The fusion of myoblasts is a critical step in the formation of embryonic muscle fibers as it determines muscle size, among other things. This process is also important in adult life because muscle stem cells fuse with existing fibers to achieve muscle growth and help regenerate damaged muscles. However, until now, fusion remained a poorly understood step within the scientific community.
“We were able to identify the receptor BAI3, a protein at the surface of myoblasts, as one of the crucial missing links in the fusion of muscle cells,” adds Dr. Côté. “In fact, this receptor acts much like an orchestra conductor by activating a signalling pathway required for this important process.”
In 2008, Dr. Côté’s team explained the role of the DOCK1 and DOCK5 genes in the development of muscle tissue by showing that these two genes were critical regulators of the fusion process in mice. In their most recent study, the researchers confirmed receptor BAI3’s essential role by blocking its interaction with the DOCK signalling pathway. They discovered that, as a result, myoblast fusion was also blocked.
“Our scientific breakthrough will undoubtedly have a translational research application on the regeneration of tissue from stem cells, given that a better understanding of the molecular mechanisms of fusion are required for the development of such therapies,” concludes Dr. Côté. “This could therefore have an impact on the treatment of muscular diseases, including myopathies and muscular dystrophies.”
About the study
Dr. Côté’s research was funded by the Canadian Institutes of Health Research. The IRCM researchers involved in this project were Noumeira Hamoud, first author of the article, Viviane Tran, Louis-Philippe Croteau and Artur Kania, Director of the Neural Circuit Development research unit.

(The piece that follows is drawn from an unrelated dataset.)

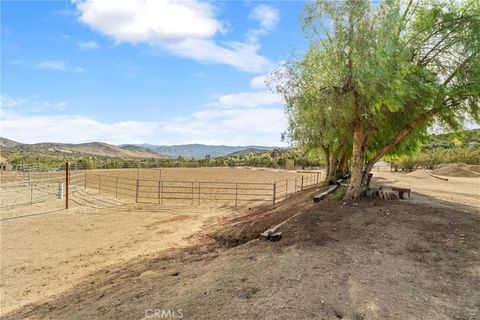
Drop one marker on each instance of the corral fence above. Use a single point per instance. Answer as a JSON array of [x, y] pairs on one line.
[[22, 188], [197, 192], [36, 188]]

For more information, please refer to the article summary published online by PNAS.
About Jean-François Côté
Jean-François Côté obtained a PhD in biochemistry from McGill University. He is Associate IRCM Research Professor and Director of the Cytoskeletal Organization and Cell Migration research unit. Dr. Côté is also associate research professor in the Department of Medicine (accreditation in molecular biology and biochemistry) at the Université de Montréal, and adjunct professor in the Department of Anatomy and Cell Biology at McGill University. He is a Research Scholar from the Fonds de recherche du Québec – Santé. For more information, visit www.ircm.qc.ca/cote.
About the IRCM
Founded in 1967, the Institut de recherches cliniques de Montréal (www.ircm.qc.ca) is currently comprised of 35 research units in various fields, namely immunity and viral infections, cardiovascular and metabolic diseases, cancer, neurobiology and development, systems biology and medicinal chemistry. It also houses four specialized research clinics (cholesterol, cystic fibrosis, diabetes and obesity, hypertension), eight core facilities and three research platforms with state-of-the-art equipment. The IRCM employs 425 people and is an independent institution affiliated with the Université de Montréal. The IRCM Clinic is associated to the Centre hospitalier de l’Université de Montréal (CHUM). The IRCM also maintains a long-standing association with McGill University. The IRCM is funded by the Quebec ministry of Higher Education, Research, Science and Technology.